The next morning Ojabo awoke to a text from Rhonda Todd, a former academic advisor at Michigan (now at Cornell) whom Ojabo lovingly refers to as his “Michigan mom.” It was a link to “We Ready,” the early 2000s hype track by late rapper Archie Eversole. Hours later, inside the Handin house, Todd put on the song again as Ojabo entered in a tailored tracksuit topped by a sparkling jeweled pendant in the shape of his logo. “Tonight is a party night!” Todd cries.

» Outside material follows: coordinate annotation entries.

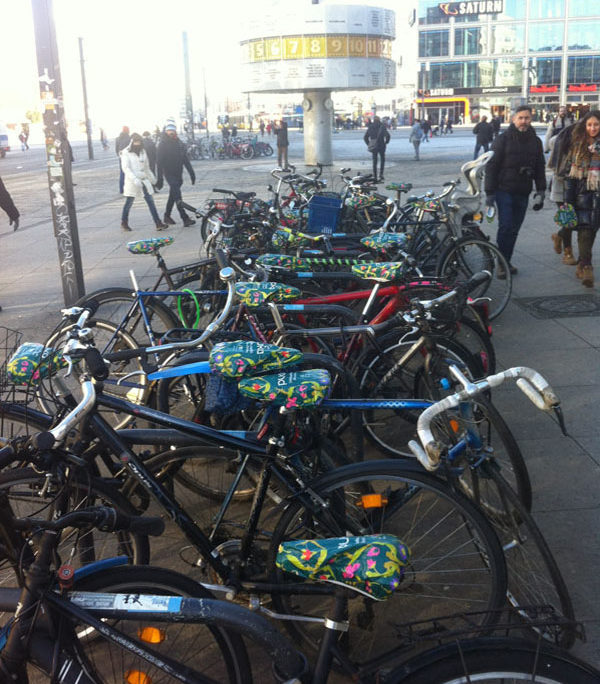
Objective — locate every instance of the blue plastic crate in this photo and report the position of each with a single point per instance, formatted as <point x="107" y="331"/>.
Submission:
<point x="323" y="215"/>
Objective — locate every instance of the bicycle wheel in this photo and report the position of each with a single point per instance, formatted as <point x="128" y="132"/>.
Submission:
<point x="208" y="650"/>
<point x="534" y="578"/>
<point x="456" y="561"/>
<point x="468" y="256"/>
<point x="31" y="494"/>
<point x="107" y="338"/>
<point x="495" y="661"/>
<point x="116" y="304"/>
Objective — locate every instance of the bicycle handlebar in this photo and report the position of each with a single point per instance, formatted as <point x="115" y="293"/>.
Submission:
<point x="529" y="381"/>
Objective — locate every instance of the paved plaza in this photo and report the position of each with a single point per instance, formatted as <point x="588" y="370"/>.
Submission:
<point x="563" y="346"/>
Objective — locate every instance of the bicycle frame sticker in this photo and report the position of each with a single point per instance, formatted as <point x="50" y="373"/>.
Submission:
<point x="138" y="603"/>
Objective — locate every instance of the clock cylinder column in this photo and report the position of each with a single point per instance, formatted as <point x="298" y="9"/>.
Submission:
<point x="318" y="124"/>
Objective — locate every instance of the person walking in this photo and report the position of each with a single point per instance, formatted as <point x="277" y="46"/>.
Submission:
<point x="517" y="163"/>
<point x="582" y="189"/>
<point x="282" y="144"/>
<point x="7" y="204"/>
<point x="150" y="148"/>
<point x="416" y="135"/>
<point x="121" y="143"/>
<point x="171" y="157"/>
<point x="138" y="178"/>
<point x="485" y="133"/>
<point x="376" y="138"/>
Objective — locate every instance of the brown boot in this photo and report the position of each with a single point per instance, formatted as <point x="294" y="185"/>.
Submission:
<point x="587" y="279"/>
<point x="557" y="240"/>
<point x="568" y="257"/>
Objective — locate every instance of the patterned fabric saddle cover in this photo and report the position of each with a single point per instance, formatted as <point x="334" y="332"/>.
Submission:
<point x="382" y="242"/>
<point x="372" y="565"/>
<point x="256" y="294"/>
<point x="384" y="272"/>
<point x="243" y="358"/>
<point x="32" y="362"/>
<point x="149" y="246"/>
<point x="299" y="389"/>
<point x="399" y="187"/>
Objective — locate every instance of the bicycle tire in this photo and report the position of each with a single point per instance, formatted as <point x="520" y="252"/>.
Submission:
<point x="534" y="577"/>
<point x="107" y="338"/>
<point x="208" y="649"/>
<point x="30" y="496"/>
<point x="456" y="558"/>
<point x="468" y="256"/>
<point x="495" y="660"/>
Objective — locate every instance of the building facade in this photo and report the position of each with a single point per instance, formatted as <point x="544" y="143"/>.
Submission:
<point x="488" y="56"/>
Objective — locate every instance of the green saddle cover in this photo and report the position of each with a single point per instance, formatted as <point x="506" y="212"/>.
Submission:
<point x="148" y="246"/>
<point x="298" y="389"/>
<point x="566" y="216"/>
<point x="283" y="261"/>
<point x="382" y="242"/>
<point x="384" y="272"/>
<point x="255" y="294"/>
<point x="373" y="564"/>
<point x="237" y="359"/>
<point x="32" y="362"/>
<point x="361" y="202"/>
<point x="399" y="187"/>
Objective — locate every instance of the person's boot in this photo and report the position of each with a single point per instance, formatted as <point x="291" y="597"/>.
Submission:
<point x="568" y="257"/>
<point x="587" y="278"/>
<point x="557" y="241"/>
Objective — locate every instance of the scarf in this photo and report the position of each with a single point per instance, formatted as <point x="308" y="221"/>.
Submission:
<point x="588" y="166"/>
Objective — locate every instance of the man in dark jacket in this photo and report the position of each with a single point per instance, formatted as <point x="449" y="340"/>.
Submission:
<point x="517" y="163"/>
<point x="484" y="132"/>
<point x="8" y="205"/>
<point x="171" y="157"/>
<point x="120" y="144"/>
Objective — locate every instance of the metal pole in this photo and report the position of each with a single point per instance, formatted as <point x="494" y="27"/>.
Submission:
<point x="88" y="125"/>
<point x="189" y="109"/>
<point x="58" y="153"/>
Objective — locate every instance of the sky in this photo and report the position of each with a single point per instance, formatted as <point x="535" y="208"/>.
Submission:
<point x="133" y="56"/>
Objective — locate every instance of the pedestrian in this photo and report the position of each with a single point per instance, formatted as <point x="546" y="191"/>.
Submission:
<point x="582" y="189"/>
<point x="138" y="178"/>
<point x="8" y="205"/>
<point x="282" y="144"/>
<point x="561" y="121"/>
<point x="121" y="143"/>
<point x="376" y="138"/>
<point x="171" y="157"/>
<point x="416" y="135"/>
<point x="485" y="133"/>
<point x="150" y="148"/>
<point x="517" y="163"/>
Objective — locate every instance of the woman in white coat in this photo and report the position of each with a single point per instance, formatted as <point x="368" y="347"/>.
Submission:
<point x="138" y="179"/>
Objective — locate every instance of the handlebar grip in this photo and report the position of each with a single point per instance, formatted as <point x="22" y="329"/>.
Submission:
<point x="95" y="364"/>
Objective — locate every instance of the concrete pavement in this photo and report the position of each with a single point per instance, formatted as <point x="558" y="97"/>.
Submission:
<point x="565" y="471"/>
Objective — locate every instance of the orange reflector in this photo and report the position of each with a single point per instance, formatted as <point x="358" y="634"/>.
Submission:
<point x="137" y="677"/>
<point x="373" y="501"/>
<point x="151" y="635"/>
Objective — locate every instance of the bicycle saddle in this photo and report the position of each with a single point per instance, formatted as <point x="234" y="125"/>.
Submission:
<point x="149" y="246"/>
<point x="372" y="565"/>
<point x="381" y="242"/>
<point x="242" y="358"/>
<point x="383" y="272"/>
<point x="256" y="294"/>
<point x="299" y="389"/>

The first 12 picks lurched past with palpable tension in the air; hardly anyone touched the Nigerian spread reheated from the previous night, so glued were they to the draft coverage. But then Ojabo sat up on the couch with a start, having felt his phone buzz in his lap. He waved the device in the air and beckons for the room to quiet. He heard the voice of Ravens GM Eric DeCosta, who confirmed the obvious: “The way that you played this year, we would’ve been talking about you in the first round if not for your injury.” Next the phone passed to coach John Harbaugh, brother of Michigan coach Jim, and then finally Ojabo’s old-turned-new defensive coordinator. “I’m so proud of you, so fired up for you,” Macdonald told him. “It’s like a dream,” Ojabo replied. “It’s like a dream, man.”
The room erupted into cheers as Ojabo hung up, pumped his first and hugged everyone in sight: His immediate family flanking him on the couch, of course, but also childhood friends from Aberdeen, Scotland; college teammates from Ann Arbor like Plocke; and Todd’s counterpart in New Jersey, Keica Tillman, his “Blair mom.” Saylor was there, too, beaming, and later he asked Ojabo to sign a No. 55 jersey to put alongside Oweh’s in his TV room at his place in Myrtle Beach.
“LOVE YOU COACH!” Ojabo would write. “Thanks for taking a chance on me. Means the world.”
The second and third rounds continued on the living room television, but no one paid attention; aside from whisking away for a Zoom interview with Ravens beat writers, and briefly punching BALTIMORE into Google Maps to see how far it is from Houston, Ojabo mostly occupied himself by rewatching videos of the moment of “raw emotion” when he burst into tears. “It’s just a fat weight lifted off,” he says.
As the party went on, it was clear that Ojabo’s slide into the second round will serve as a source of motivation moving forward; at one point he solicited help in naming the full roster of edge rushers who went before him in the first and second, as though committing it to memory. And while he knows certain functions of his inexperience will present more obstacles at the pro level—“Just technique refinement, getting used to the sport, that’s the biggest thing for me,” he said—the simple thought of pouring his life into football as a job is a thrill.
“School’s done, other responsibilities are done, it’s just heal up and learn,” Ojabo said.
That’s no movie. It’s the life of King David, and it is shake-your-head real.